他にもAndroidアプリケーションのapk、Microsoft Officeシリーズのdocx, xlsx, pptx、Java Archiveファイルのjar、マニアックなところでは3Dプリンター向けの.3mfなども互換性があります。
ZIPの仕様とセキュリティ上の知識
ZIPファイル内のファイル名は例え暗号化していてもZIPの仕様では隠せません。
unzipコマンドでも-Zオプションで見ると解凍しなくとも中身は見えてしまいます。
zipinfoコマンドの-lオプションで見るとファイルサイズが分かります。
勘のいい人なら、説明資料やREADMEなどの共通で入れているファイルのオリジナルファイルが手に入り先の2つのコマンドで確認できた場合、既知平文攻撃でZIP暗号化を破ることができてしまいます。確認する場合、PkCrackなどで簡単にできてしまうので初めての方は驚かれると思います。
実はZIPが既知平文攻撃に脆弱であることは1994年から知られています。
少し歴史を振り返ります。ZIPが生まれたのは1989年、フィルカッツによりLempel-Ziv-Welch(LZW)アルゴリズムによる圧縮によるデータ圧縮に対応したアーカイブフォーマットとして世に出てきました。暗号化の要望に応えるためTraditional PKWARRE Encryptionによる暗号化が組み込まれます。
もちろん対策としてより強固な暗号化は選択できるようになっているのですが初期値ではありません。変更できることをそもそも知っている人自体が少ないのではないでしょうか。対策としてはオプションを変更すること、ファイル名の暗号化は7-zipオプションのオプションとしては存在しているのでファイル名も暗号化する、共通のファイルを入れないようにするなどが考えられますがZIP暗号化ではなくメール上のリンクからSSOやMFAの認証で守られたファイルストレージアクセスが望ましいでしょう。

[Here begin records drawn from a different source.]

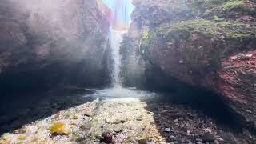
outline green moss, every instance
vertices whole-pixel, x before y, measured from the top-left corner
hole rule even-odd
[[[155,45],[166,50],[171,43],[186,66],[202,75],[218,70],[222,58],[246,47],[243,42],[250,38],[249,31],[241,22],[197,19],[166,23],[145,33],[141,47],[146,50]]]
[[[226,3],[224,3],[221,9],[225,11],[229,11],[231,9],[234,8],[246,8],[246,6],[243,0],[234,0],[234,1],[230,1]]]
[[[142,34],[141,39],[139,51],[142,54],[144,54],[148,46],[150,45],[151,39],[154,37],[153,31],[146,30]]]

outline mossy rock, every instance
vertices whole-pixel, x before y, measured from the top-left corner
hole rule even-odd
[[[50,134],[53,135],[66,135],[69,134],[67,125],[64,122],[58,122],[50,128]]]
[[[247,41],[255,42],[252,33],[255,34],[254,28],[246,28],[241,22],[190,20],[160,25],[149,32],[155,34],[142,38],[141,47],[146,54],[154,46],[163,50],[171,49],[188,69],[201,75],[218,70],[222,58],[246,50],[250,45]],[[170,43],[172,48],[168,48]]]
[[[255,14],[244,0],[198,0],[189,6],[195,15],[207,18],[214,15],[221,18],[232,18],[239,15]]]

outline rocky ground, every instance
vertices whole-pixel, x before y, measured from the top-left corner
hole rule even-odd
[[[4,134],[0,143],[255,142],[255,137],[246,130],[223,126],[202,111],[182,104],[158,101],[160,95],[147,94],[144,98],[102,97],[64,110],[54,109],[54,114]],[[89,94],[83,98],[88,100],[89,97],[96,98]]]

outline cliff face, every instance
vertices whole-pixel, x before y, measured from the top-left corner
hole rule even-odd
[[[2,1],[1,89],[106,82],[109,22],[96,1]]]
[[[218,93],[256,127],[254,1],[134,2],[129,38],[151,66]],[[150,11],[151,13],[150,13]]]

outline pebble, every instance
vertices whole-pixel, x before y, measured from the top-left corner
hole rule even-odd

ファイルの改ざんに関しても脆弱なためデジタル署名やハッシュ値の検証が行われない場合、解凍したファイル群に悪意あるファイルが仕込まれ、解凍時にスクリプトやバッチファイルなどの実行を防げません。暗号化されたZIPファイルに対してウイルススキャンを行ってもメタデータを分析する程度はできますが完全にリスクを抑えるところまでは達成はできません。
ZIPはあくまでもアーカイブの技術と捉えてユースケースを考えるのが幸せかもしれません。
可能性があるから悪用もあるのです。広くひろまったからこそ、悪用があるのです。
ZIPばかり取り上げましたがPDFもPNGも攻撃に幅広く利用されているのはジェイコブ・ジヴ(Jacob Ziv)博士のある種との偉業と讃えられるべきかもしれません。
以上です。参考になれば幸いです。